The ICG is a repository of former heads of state and has-been politicians and is renowned (and notorious) for its prescriptive – some say meddlesome – philosophy and tactics. “The Economist” remarked sardonically: “To say (that ICG) is ‘solving world crises’ is to risk underestimating its ambitions, if overestimating its achievements.”
“NGOs have orchestrated the violent showdown during the trade talks in Seattle in 1999 and its repeat performances throughout the world. The World Bank was so intimidated by the riotous invasion of its premises in the NGO-choreographed “Fifty Years is Enough” campaign of 1994, that it now employs dozens of NGO activists and let NGOs determine many of its policies.
NGO activists have joined the armed – though mostly peaceful – rebels of the Chiapas region in Mexico. Norwegian NGOs sent members to forcibly board whaling ships. In the USA, anti-abortion activists have murdered doctors. In Britain, animal rights zealots have both assassinated experimental scientists and wrecked property.
Birth control NGOs carry out mass sterilizations in poor countries, financed by rich country governments in a bid to stem immigration. NGOs buy slaves in Sudan thus encouraging the practice of slave hunting throughout sub-Saharan Africa. Other NGOs actively collaborate with ‘rebel’ armies – a euphemism for terrorists.
NGOs lack a synoptic view and their work often undermines efforts by international organizations such as the UNHCR and by governments. Poorly-paid local officials have to contend with crumbling budgets as the funds are diverted to rich expatriates doing the same job for a multiple of the cost and with inexhaustible hubris.
This is not conducive to happy co-existence between foreign do-gooders and indigenous governments. Sometimes NGOs seem to be an ingenious ploy to solve Western unemployment at the expense of down-trodden natives. This is a misperception driven by envy and avarice.
But it is still powerful enough to foster resentment and worse. NGOs are on the verge of provoking a ruinous backlash against them in their countries of destination. That would be a pity. Some of them are doing indispensable work. If only they were a wee more sensitive and somewhat less ostentatious. But then they wouldn’t be NGOs, would they?”
Operating in the countries of Southeast Asia, some NGO’s are funded by USAID which many believe is associated with US intelligence agencies which often have close contact to local radicals and opposition. Despite the declared humanitarian nature of their activities, they actively influence the political situation in several nations including street protests. The ‘Arab Spring’ in the Middle East was instigated through NGO’s. Protests in Thailand, in Venezuela and in Ukraine according to several news reports were inspired by PO’s and NGO’s. These NGO’s have been successful in using the internet through the Twitter, You Tube and Facebook to spread anti-government propaganda, disinformation, etc. These social networks were used to mold public opinion in the process.

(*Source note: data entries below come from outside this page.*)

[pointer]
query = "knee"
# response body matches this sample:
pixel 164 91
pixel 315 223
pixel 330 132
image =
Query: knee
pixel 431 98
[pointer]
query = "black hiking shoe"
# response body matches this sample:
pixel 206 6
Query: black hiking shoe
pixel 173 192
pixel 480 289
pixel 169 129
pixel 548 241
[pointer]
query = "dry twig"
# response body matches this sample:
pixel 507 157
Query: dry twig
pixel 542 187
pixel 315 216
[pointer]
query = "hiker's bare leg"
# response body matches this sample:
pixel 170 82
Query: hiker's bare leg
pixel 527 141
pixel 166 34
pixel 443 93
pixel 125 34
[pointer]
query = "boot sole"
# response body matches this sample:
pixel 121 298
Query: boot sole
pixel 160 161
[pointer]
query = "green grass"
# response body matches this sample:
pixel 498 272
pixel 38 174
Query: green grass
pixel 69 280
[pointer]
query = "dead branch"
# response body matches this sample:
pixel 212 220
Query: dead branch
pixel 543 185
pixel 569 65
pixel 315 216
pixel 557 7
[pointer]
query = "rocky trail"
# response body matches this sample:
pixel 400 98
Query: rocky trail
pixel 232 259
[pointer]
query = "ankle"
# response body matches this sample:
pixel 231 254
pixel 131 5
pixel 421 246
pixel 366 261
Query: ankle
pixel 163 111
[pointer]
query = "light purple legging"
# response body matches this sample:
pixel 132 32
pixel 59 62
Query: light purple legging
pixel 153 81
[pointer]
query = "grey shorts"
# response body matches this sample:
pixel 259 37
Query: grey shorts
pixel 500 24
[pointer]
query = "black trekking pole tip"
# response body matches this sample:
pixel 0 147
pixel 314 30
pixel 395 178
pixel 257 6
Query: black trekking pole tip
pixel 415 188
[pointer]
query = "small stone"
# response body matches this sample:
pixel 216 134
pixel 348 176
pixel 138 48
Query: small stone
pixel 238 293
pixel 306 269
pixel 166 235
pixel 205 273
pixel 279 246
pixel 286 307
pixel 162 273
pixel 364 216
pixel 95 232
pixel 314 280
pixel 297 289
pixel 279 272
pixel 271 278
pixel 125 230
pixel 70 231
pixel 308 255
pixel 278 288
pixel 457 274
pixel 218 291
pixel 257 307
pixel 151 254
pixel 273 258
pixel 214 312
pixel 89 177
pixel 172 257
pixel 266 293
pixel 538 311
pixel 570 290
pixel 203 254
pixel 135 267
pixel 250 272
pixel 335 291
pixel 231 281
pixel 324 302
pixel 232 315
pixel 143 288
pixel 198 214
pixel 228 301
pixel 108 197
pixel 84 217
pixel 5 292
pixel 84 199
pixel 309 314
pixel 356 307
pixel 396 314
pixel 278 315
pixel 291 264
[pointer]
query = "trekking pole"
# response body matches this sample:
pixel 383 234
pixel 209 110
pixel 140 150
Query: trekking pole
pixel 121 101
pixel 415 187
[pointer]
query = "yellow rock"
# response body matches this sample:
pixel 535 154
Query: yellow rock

Foreign funded NGO’s are regulated in several countries like China, Laos and Cambodia allegedly due to perceived shady financial assistance to the local opposition and to neutralize governments that cannot be dictated by big foreign powers.
Our National Security Council should study this concept or safety valve if the government really wants to move on without fear or favor. If other nations have the political will and understanding and wary of these facts, why not us? Lets take the necessary measures to monitor and restrict their activities that contradict our national interests. Especially now that our nation is on the verge of turbulence due to too much corruption being exposed.